Metallica: Some Kind of Monster (2004)
After bassist Jason Newsted quits the band in 2001, heavy metal superstars Metallica realize that they need an intervention. In this revealing documentary, filmmakers follow the three rock stars as they hire a group therapist and grapple with 20 years of repressed anger and aggression. Between searching for a replacement bass player, creating a new album and confronting their personal demons, the band learns to open up in ways they never thought possible.
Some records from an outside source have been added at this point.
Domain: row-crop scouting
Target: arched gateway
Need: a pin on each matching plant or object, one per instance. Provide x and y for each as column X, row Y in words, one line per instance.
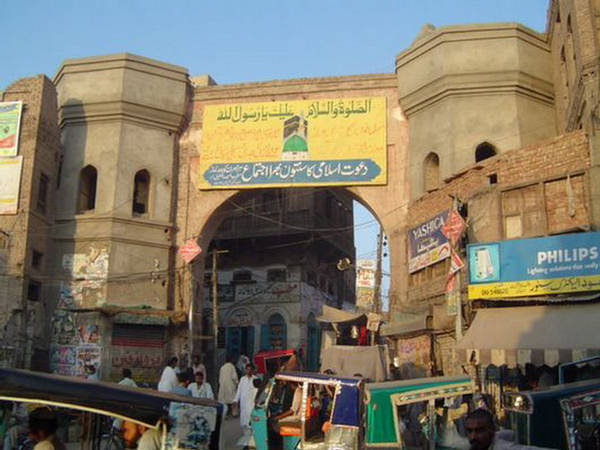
column 224, row 119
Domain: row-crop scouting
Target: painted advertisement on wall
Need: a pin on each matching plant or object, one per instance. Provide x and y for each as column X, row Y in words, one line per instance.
column 10, row 182
column 10, row 122
column 529, row 267
column 426, row 243
column 332, row 142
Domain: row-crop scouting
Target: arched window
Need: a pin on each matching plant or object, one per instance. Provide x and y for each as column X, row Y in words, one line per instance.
column 141, row 193
column 88, row 179
column 483, row 151
column 431, row 172
column 274, row 333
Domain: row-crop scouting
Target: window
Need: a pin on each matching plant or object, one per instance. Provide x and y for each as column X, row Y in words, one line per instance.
column 36, row 259
column 88, row 179
column 141, row 193
column 431, row 172
column 276, row 275
column 483, row 151
column 241, row 276
column 42, row 193
column 277, row 332
column 34, row 290
column 523, row 212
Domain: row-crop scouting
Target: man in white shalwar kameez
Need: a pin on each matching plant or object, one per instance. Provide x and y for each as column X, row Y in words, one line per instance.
column 228, row 382
column 245, row 396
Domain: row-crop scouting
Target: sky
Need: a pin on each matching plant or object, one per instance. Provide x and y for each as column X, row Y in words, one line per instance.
column 240, row 41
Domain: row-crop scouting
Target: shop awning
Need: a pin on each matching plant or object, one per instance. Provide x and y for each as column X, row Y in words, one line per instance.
column 410, row 324
column 549, row 334
column 334, row 315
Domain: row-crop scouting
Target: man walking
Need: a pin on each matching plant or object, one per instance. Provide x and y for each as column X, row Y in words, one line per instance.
column 245, row 394
column 168, row 379
column 127, row 381
column 200, row 388
column 228, row 381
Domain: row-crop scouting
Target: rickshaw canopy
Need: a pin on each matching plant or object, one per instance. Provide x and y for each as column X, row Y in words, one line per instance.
column 382, row 399
column 144, row 406
column 346, row 405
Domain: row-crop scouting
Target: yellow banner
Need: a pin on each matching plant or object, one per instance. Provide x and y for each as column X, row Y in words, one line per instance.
column 293, row 143
column 535, row 287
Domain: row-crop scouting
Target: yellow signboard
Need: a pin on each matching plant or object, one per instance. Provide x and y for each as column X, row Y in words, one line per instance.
column 294, row 143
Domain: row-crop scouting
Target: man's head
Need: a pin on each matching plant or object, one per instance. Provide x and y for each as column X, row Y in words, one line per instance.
column 480, row 429
column 131, row 433
column 183, row 379
column 42, row 423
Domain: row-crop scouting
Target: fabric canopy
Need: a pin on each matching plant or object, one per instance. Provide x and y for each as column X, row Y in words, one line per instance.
column 549, row 334
column 412, row 324
column 334, row 315
column 348, row 360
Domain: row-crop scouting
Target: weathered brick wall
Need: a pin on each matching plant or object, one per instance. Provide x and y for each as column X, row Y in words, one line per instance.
column 546, row 164
column 29, row 229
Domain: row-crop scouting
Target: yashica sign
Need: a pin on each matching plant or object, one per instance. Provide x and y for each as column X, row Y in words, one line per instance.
column 427, row 244
column 532, row 267
column 300, row 142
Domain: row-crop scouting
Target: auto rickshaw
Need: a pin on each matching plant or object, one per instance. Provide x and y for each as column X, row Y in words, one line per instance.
column 184, row 423
column 415, row 412
column 536, row 416
column 581, row 419
column 331, row 411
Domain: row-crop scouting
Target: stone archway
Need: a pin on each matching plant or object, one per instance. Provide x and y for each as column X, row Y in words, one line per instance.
column 199, row 213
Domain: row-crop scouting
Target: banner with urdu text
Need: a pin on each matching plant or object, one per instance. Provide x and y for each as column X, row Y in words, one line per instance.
column 301, row 142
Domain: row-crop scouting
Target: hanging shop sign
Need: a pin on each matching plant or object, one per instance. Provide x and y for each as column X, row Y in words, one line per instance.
column 427, row 244
column 332, row 142
column 529, row 267
column 10, row 122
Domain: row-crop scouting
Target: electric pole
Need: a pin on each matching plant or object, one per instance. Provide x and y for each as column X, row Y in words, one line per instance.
column 214, row 281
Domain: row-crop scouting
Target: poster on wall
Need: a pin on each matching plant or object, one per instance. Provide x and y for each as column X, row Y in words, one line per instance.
column 427, row 244
column 10, row 122
column 10, row 182
column 332, row 142
column 540, row 266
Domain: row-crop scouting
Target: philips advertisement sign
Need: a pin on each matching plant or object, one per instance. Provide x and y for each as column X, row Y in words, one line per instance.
column 426, row 243
column 531, row 267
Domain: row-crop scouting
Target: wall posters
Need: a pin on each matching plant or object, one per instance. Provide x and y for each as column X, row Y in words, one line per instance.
column 301, row 142
column 365, row 283
column 426, row 243
column 540, row 266
column 10, row 122
column 10, row 182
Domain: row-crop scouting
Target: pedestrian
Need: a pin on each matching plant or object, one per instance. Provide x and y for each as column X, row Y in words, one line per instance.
column 228, row 382
column 168, row 379
column 181, row 388
column 200, row 388
column 126, row 380
column 245, row 394
column 482, row 433
column 197, row 366
column 42, row 428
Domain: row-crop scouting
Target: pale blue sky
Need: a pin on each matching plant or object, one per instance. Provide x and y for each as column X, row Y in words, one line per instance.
column 236, row 41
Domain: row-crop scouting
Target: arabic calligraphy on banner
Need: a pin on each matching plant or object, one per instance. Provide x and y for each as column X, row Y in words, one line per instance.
column 300, row 142
column 529, row 267
column 426, row 243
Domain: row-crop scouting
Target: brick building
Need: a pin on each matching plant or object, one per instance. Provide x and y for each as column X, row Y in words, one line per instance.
column 499, row 115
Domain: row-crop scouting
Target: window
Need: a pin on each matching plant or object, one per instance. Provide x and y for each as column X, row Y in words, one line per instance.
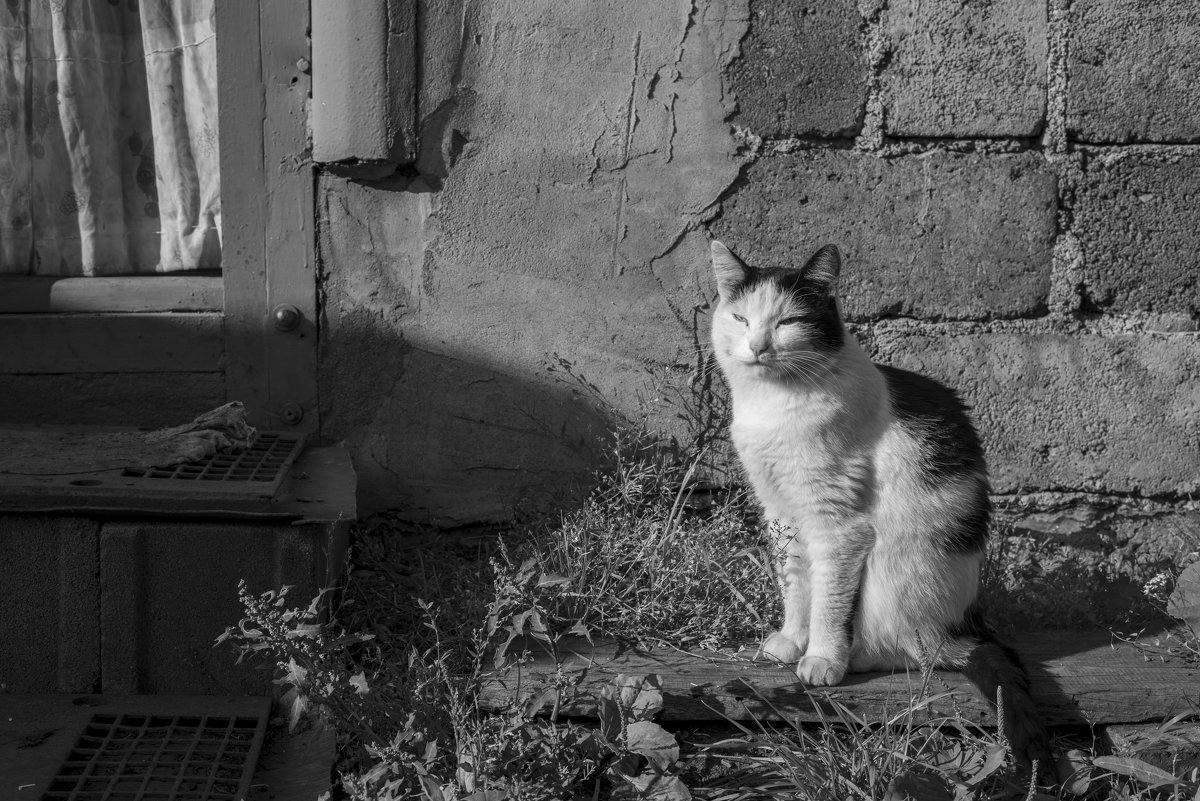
column 148, row 348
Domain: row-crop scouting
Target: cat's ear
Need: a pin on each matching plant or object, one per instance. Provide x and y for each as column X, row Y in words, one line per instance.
column 823, row 267
column 729, row 269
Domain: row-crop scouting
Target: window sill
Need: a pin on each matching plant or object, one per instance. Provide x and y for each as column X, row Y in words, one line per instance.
column 129, row 294
column 318, row 487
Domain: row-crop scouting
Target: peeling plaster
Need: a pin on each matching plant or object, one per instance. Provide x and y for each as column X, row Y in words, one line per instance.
column 594, row 146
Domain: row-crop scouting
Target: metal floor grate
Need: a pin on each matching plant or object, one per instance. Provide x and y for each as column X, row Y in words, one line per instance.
column 160, row 758
column 264, row 461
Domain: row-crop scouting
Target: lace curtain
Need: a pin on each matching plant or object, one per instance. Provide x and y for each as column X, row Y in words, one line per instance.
column 108, row 137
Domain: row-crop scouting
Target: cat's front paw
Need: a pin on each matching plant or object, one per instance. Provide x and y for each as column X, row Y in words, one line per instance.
column 819, row 672
column 781, row 648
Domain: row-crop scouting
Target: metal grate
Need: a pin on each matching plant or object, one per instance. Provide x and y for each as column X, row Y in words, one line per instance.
column 160, row 758
column 265, row 461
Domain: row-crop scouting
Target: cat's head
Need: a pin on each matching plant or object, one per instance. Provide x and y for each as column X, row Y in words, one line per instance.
column 774, row 321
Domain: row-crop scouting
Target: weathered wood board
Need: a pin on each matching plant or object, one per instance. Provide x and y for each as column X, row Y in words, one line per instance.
column 111, row 343
column 153, row 293
column 1077, row 679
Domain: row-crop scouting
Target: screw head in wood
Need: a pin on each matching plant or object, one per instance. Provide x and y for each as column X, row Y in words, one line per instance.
column 292, row 414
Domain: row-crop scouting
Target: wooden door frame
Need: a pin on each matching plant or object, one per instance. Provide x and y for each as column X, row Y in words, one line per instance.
column 268, row 220
column 211, row 324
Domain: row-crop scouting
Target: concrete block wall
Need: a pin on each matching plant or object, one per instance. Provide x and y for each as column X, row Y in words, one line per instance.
column 103, row 606
column 1015, row 187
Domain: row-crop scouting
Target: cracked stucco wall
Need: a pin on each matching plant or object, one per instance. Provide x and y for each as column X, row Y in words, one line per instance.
column 1007, row 228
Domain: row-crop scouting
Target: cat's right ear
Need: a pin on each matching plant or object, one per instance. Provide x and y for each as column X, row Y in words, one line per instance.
column 731, row 272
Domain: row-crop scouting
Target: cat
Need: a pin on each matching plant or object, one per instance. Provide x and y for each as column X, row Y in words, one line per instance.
column 874, row 482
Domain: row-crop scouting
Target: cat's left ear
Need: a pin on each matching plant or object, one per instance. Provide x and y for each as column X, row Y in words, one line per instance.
column 729, row 269
column 823, row 267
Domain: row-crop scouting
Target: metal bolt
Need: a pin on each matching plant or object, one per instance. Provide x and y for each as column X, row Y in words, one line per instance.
column 292, row 414
column 287, row 317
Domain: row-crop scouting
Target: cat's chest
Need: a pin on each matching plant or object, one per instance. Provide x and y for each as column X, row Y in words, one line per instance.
column 787, row 438
column 803, row 451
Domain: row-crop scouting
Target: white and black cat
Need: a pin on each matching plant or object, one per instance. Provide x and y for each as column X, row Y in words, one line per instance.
column 875, row 483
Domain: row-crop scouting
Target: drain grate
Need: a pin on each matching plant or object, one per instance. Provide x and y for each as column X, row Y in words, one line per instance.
column 264, row 462
column 160, row 758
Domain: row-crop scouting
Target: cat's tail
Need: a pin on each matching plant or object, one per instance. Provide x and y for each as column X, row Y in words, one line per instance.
column 997, row 672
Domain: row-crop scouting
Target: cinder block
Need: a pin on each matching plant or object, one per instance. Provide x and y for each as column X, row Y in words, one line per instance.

Aznavour by Charles (2019)
In 1948, French singer Charles Aznavour (1924-2018) receives a Paillard Bolex, his first camera. Until 1982, he will shoot hours of footage, his filmed diary. Wherever he goes, he carries his camera with him. He films his life and lives as he films: places, moments, friends, loves, misfortunes.
Photo Souvenir (2006)
At a dusty crossroads in the desert city of Niamey, Niger, a crippled beggar is sitting in his wheelchair. He is Philippe Koudjina, who was once a successful photographer. In 1960s during the euphoria that followed independence, young people danced the twist and rock ‘n’ roll. Koudjina took snapshots and made a good living. Now, his negatives are decaying in a rusty cabinet. These snapshots now have artistic value. In Paris and New York, large sums are paid for photography like this. There is hope for Koudjina as two French connoisseurs are now trying to launch his work on the art circuit.
Lyra (2022)
An emotive, intimate film on the life and death of acclaimed young Northern Irish journalist Lyra McKee, whose murder by the New IRA in April 2019 sent shockwaves across the world. Directed by her close friend Alison Millar, the film seeks answers to her senseless killing through Lyra’s own work and words.
Let Us Be Seen (2022)
How do feminist and queer identities operate in contemporary Belfast? Let Us Be Seen is a documentary film that presents the work and ideas of individuals on the ground in Belfast, who have campaigned tirelessly for change and continue to do so. On 21st October 2019, abortion was decriminalised and same-sex marriage legalised in Northern Ireland. This important law change however has shed light on more nuanced barriers facing people locally.